I grew up in a sylvan sleepy hamlet in the far-flung Barak Valley of Assam. Amidst pristine verdant greens. On the banks of the lazy grey Kushiara river.
Just across the river was Sylhet, the land of my grandparents, the land they had to desert in the throes of partition and its subsequent inhuman carnage and the land they dreamt, till the last day of their lives, they would be blessed enough to return to.
My husbands family is a stark contrast. Early settlers in the city of Kolkata, their culture and lifestyle influenced heavily by the fervent cosmopolitanism that defined mid twentieth century Kolkata.
And the two Bengals, the east and the west, till even about fifty years back, were indeed different. A study of contrasts. Fifty years back, our marriage, we frequently joke, would possibly have raised a fair share of consternation. An East Bengal family, almost by unsaid rule, did not marry into a West Bengal family. And vice versa.
Since then the cultures have clashed and collided, bickered and brawled, but the accomplishment of these decades of divide has been an astonishing coming together of two very disparate ways of life.
Much on the two Bengals in later posts, it would be naive though to ignore the subtle differences that still exist.
In a lot of mundane facets of everyday life. Customs. Rituals.
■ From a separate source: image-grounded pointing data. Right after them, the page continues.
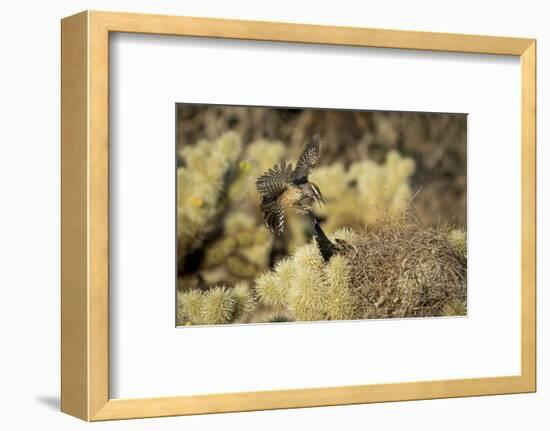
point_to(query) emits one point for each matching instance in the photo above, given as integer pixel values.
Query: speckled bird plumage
(284, 189)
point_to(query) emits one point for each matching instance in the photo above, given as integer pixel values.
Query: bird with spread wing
(284, 190)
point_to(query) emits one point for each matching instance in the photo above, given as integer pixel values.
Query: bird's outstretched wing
(308, 160)
(275, 181)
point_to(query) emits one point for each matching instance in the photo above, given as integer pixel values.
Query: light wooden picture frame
(85, 216)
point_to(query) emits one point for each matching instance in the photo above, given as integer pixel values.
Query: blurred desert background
(374, 166)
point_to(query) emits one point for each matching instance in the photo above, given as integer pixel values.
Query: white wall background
(29, 216)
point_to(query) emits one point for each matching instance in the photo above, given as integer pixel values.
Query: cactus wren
(283, 189)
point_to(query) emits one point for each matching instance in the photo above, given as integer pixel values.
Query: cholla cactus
(201, 185)
(457, 238)
(258, 156)
(364, 193)
(218, 305)
(243, 249)
(397, 269)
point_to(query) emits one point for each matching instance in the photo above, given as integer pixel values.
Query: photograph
(307, 214)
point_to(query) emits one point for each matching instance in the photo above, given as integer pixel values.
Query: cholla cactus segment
(189, 307)
(216, 306)
(244, 301)
(457, 238)
(201, 185)
(343, 304)
(242, 250)
(271, 289)
(307, 296)
(396, 269)
(456, 307)
(365, 193)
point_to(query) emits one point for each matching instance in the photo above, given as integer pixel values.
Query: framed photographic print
(264, 215)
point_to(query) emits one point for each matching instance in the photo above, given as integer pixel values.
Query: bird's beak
(320, 200)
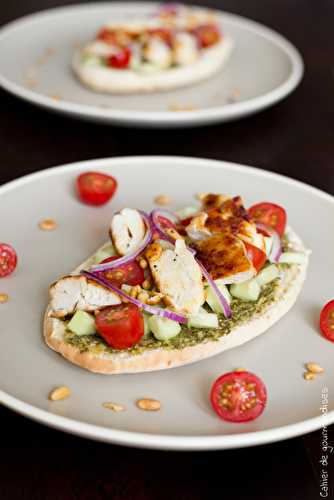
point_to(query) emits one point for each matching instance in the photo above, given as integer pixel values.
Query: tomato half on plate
(327, 321)
(238, 396)
(121, 326)
(270, 214)
(8, 259)
(96, 188)
(127, 274)
(256, 255)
And of course culinary habits.
The often talked about ilish-chingri divide in my head is clichéd – I relish golda chingri as much as my husband adores his ilish.
However when it comes down to the humble unpretentious kalaier dal, we choose to remain divided.
For my husband, kalai dal and posto epitomise comfort food, the cold runny fennel seed flavoured dal (its almost a sin to serve it hot) accompanied by aloo posto inevitably the first meal at home after weeks of travel, almost a de-facto rule.
For me, it’s begun diye kalai dal, my Sylheti version, slightly thicker urad dal, yes, still fennel seed perfumed, with loads of fried eggplant. And yes, a decadent dollop of ghee.
Begun Diye Kalai Dal (Urad Dal with Eggplant)
- 1 cup urad dal husked and split
- 1/2 medium sized eggplant cut into small cubes
- 1 tsp turmeric powder
- 1 tsp fennel seeds
- 1 tsp panchforon
- 2 - 3 dry red chillies coarsely torn
- 1 - 2 bay leaves
- 3 tsps fennel powder freshly ground
- 1 tbsp ginger paste
- 1 tbsp mustard oil
- 2 tsps ghee
- 1/2 tsp sugar
- salt to taste
- Dry roast the urad dal till golden brown. Wash and drain the dal, keep aside.
- Cook the urad dal with 11/2 cups of water until just cooked. Care needs to be taken that the dal does not become too mushy.
- Heat 1/2 tbsp oil, fry the eggplant cubes, keep aside on a kitchen absorbent towel.
- Add the remaining oil to the pan, when smoking hot, add the paanchforon, fennel seeds, bay leaves and red chillies. Allow them to splutter.
- Now dissolve the turmeric powder in a little water and add to the pan.
- Add the ginger paste and saute for 2-3 minutes over a medium flame. Pour in the boiled dal and bring to a simmer.
- Add 2 tsp fennel powder and salt, check the consistency of the dal, it should not be too runny, neither too thick, if needed, add some warm water to get the consistency right.
- Add the fried eggplant cubes. Bring to a boil.
- Adjust seasonings, add a dash of fennel powder if needed.
- Finish with a dollop of ghee and serve hot with rice.